I think a lot would have gone—and of course, a lot did. A lot came through who were as talented as anybody who remained with Disney, and they still went off into other areas and they excelled. It wasn't for everybody. It took a particular kind of temperament, and it took being so fascinated with something that you just wanted to be a part of it. You wanted to excel at it, so you had to be ambitious.

DP:
Also, I guess, to be able to work in a team situation.

MD:
Yeah. That's something, too, because a lot of people are creative loners, and I must say that in some regards, I think I am too, thinking-wise. Still, the nature of this business was that it was only as good as the worst guy on a picture. If there was resentment amongst the top people, it was when somebody did not do a good job. When somebody did a good job and Walt complimented them or we saw it ourselves, God, you were delighted and you were thrilled for them.
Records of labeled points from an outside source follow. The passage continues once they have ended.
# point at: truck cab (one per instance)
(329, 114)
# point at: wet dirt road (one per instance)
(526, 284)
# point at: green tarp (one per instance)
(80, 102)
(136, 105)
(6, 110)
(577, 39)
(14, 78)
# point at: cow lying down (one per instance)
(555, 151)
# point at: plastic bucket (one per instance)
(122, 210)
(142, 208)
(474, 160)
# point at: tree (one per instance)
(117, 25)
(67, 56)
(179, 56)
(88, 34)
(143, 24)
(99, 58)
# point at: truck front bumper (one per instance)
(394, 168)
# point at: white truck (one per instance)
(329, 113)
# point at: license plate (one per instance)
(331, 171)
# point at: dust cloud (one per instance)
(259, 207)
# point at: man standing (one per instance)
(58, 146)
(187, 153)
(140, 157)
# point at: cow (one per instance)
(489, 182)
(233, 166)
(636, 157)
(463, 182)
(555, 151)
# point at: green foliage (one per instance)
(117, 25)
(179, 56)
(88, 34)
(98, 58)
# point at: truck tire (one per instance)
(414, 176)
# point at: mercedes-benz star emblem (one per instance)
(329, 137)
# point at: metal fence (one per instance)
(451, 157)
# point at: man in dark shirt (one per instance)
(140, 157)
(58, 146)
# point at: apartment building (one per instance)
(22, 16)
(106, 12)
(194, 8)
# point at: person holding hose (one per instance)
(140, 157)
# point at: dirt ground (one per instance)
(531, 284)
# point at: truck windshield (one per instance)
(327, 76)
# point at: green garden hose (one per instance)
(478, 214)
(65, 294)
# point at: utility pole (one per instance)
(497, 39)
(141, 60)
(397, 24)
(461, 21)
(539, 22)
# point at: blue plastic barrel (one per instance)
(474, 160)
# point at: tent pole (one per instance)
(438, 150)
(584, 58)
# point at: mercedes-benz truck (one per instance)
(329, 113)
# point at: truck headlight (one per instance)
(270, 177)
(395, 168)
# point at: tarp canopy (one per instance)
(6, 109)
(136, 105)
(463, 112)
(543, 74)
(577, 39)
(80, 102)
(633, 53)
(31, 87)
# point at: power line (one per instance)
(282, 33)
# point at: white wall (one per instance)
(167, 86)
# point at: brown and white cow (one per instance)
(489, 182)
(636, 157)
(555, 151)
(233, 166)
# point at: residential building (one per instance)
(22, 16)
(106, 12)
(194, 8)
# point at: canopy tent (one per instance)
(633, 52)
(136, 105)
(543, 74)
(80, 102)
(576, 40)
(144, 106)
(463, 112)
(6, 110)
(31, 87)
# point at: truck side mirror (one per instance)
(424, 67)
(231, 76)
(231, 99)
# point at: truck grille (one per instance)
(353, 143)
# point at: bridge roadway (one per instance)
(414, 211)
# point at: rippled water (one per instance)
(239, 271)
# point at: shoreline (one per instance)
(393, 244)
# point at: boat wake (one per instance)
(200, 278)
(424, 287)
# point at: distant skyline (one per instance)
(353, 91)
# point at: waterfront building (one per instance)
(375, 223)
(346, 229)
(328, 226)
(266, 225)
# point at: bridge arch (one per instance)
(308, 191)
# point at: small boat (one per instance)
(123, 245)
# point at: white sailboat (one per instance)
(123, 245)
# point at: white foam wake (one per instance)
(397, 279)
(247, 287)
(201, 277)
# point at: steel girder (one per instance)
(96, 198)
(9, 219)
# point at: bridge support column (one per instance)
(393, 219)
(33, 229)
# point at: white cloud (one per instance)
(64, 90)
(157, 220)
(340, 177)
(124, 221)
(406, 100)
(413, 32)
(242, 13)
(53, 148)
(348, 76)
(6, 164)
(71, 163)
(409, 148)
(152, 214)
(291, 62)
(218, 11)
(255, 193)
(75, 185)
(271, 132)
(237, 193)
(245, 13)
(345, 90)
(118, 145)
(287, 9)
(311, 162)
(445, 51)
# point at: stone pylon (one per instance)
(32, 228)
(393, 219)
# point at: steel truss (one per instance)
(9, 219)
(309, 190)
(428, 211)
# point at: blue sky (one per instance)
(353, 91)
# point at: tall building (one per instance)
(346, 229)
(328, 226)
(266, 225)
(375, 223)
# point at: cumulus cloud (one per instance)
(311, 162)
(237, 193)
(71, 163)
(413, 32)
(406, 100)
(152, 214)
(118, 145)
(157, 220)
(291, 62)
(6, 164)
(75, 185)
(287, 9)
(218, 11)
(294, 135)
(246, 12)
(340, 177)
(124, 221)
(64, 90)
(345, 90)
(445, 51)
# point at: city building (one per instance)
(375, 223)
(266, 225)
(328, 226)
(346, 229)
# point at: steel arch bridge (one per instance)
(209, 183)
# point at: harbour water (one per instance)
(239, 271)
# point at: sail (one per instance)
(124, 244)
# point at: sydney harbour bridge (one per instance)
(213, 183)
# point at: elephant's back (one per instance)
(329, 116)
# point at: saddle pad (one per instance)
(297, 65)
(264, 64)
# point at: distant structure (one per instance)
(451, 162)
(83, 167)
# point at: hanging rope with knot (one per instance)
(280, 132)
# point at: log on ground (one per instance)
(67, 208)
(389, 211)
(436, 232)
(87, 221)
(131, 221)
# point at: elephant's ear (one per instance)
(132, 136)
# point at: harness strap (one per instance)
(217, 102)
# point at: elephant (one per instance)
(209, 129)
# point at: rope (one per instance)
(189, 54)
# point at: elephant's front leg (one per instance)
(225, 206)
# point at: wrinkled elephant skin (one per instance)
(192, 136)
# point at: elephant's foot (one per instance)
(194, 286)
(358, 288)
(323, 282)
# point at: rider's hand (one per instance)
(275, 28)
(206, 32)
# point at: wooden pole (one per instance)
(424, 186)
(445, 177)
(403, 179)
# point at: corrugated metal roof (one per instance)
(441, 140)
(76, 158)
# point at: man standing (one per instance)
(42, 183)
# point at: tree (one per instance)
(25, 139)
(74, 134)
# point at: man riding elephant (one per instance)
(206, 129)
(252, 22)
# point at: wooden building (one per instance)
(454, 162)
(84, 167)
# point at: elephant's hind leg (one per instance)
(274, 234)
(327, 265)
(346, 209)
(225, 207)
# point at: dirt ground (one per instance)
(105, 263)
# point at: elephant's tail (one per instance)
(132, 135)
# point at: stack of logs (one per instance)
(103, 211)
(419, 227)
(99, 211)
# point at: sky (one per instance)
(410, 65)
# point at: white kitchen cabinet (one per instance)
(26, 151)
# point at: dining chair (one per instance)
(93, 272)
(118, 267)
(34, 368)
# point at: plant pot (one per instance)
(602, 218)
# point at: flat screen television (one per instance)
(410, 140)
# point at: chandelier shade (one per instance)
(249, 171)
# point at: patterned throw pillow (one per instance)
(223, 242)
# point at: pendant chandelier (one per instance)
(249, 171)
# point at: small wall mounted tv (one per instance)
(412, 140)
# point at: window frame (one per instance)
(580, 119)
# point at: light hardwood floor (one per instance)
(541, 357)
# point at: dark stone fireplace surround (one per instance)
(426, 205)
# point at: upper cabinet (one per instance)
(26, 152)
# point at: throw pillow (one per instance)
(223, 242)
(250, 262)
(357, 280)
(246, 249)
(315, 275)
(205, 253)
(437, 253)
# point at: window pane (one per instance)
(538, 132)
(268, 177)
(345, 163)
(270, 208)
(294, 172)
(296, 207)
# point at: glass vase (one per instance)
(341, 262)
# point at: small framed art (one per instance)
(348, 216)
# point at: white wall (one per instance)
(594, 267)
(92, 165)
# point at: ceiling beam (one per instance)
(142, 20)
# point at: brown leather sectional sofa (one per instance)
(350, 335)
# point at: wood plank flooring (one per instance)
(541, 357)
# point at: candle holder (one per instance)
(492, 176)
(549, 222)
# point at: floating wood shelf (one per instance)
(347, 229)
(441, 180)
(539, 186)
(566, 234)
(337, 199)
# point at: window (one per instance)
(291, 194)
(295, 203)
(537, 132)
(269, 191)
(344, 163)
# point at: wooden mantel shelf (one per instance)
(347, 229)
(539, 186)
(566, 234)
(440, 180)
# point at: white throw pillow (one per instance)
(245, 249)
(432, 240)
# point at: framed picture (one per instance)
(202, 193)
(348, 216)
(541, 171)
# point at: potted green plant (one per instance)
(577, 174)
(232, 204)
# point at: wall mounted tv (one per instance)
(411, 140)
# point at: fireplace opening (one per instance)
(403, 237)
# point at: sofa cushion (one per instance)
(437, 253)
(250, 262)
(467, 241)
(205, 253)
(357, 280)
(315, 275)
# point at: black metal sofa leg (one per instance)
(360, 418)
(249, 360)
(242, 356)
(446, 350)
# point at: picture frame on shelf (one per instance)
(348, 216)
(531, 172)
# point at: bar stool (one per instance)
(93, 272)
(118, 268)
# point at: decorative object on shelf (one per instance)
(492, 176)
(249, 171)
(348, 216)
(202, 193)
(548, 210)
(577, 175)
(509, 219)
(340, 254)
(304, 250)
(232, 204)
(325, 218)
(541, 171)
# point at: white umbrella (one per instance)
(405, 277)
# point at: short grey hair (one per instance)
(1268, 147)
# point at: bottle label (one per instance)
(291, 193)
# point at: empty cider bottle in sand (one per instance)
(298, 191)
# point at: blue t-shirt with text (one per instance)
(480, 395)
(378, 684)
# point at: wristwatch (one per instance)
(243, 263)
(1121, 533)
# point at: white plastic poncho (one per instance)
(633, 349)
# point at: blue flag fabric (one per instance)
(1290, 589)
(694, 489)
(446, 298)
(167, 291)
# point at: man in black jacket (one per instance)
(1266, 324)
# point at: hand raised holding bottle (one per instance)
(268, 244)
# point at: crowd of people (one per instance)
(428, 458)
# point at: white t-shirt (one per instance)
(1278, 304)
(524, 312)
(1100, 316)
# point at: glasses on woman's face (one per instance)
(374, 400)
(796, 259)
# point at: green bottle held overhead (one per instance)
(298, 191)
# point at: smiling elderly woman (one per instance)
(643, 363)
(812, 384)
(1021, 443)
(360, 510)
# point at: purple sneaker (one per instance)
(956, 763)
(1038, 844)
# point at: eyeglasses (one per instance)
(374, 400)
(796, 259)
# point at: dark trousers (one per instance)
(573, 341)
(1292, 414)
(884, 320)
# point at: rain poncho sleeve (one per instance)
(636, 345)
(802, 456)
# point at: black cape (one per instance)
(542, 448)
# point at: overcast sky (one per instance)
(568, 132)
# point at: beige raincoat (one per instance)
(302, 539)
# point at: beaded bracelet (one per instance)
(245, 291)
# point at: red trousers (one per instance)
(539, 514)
It was like being on a baseball team, and if a guy hits a home run, even if you don't like him, you love him at that moment because you win the game. This was invariably true. If Walt said, “Gee, so-and-so did a great thing,” he probably wouldn't tell the person directly, but everybody else would say, “Hey, Walt said you did so-and-so. Gee. I'd sure love to see it! God, that's great!” and so on. This was a very high compliment, because Walt found it very difficult to compliment people directly to their face. He would say, “Yeah. Yeah, I like it.” Well, bells rang and everything else. You felt good for a week. If there is a change in the organization from Walt's time to now, it's this: There is nobody there who could make me feel as good by saying, “I like that” as Walt.

DP:
Nobody carries the weight.

MD:
Yeah, they don't carry the weight. But there was something about that that you knew he meant what he said. You also knew that he was highly qualified.

DP:
Did you work on the Ichabod part of
The Adventures of Ichabod and Mr. Toad?

MD:
No, I didn't work on that. I worked on an awful lot of them. I worked on
Song of the South, Cinderella, Sleeping Beauty,
and
Peter Pan.
I
did the original Tinker Bell in
Peter Pan
and the first animation that was done on her. And I worked on the Mr. Toad film
[The Wind in the Willows,
later part of
The Adventures of Ichabod and Mr. Toad].
We worked on Mr. Toad during the strike. It was kind of a miserable time to be working on something of that sort, because there were so many things on your mind. It was the first thing that I did, after
Bambi,
where I was fully on my own as an animator. I did some good things and some bad things on it, I guess. Let's see what other pictures I worked on. I worked on
Alice [in Wonderland].

DP:
One list also included
So Dear to My Heart.

MD:
Yeah. I worked on story on
So Dear to My Heart.
Ken Anderson and I did the little stories that were in the scrapbook, but I did not animate on it. I worked on story on
Victory through Air Power,
and they neglected to give me a screen credit on it. I was sore as hell. I got an apology from Walt on it, because I did visually create an awful lot that was in the film.

DP:
With the Disney Studio emphasizing personality animation and some of the other studios, like Warner Bros., going off in a different direction, did you ever feel that shorts coming from other studios surpassed the Disney shorts, or was it more like “We are doing one thing and they are doing something else”?

MD:
More that, I think. I think we admired some of the early UPA cartoons very much, because we liked the freshness that they had. We mistakenly got hooked on some of that. It was inconsistent with our own capabilities or Walt's point of view. He did permit us to do a few kinds of avant-garde things and they were generally pretty bad.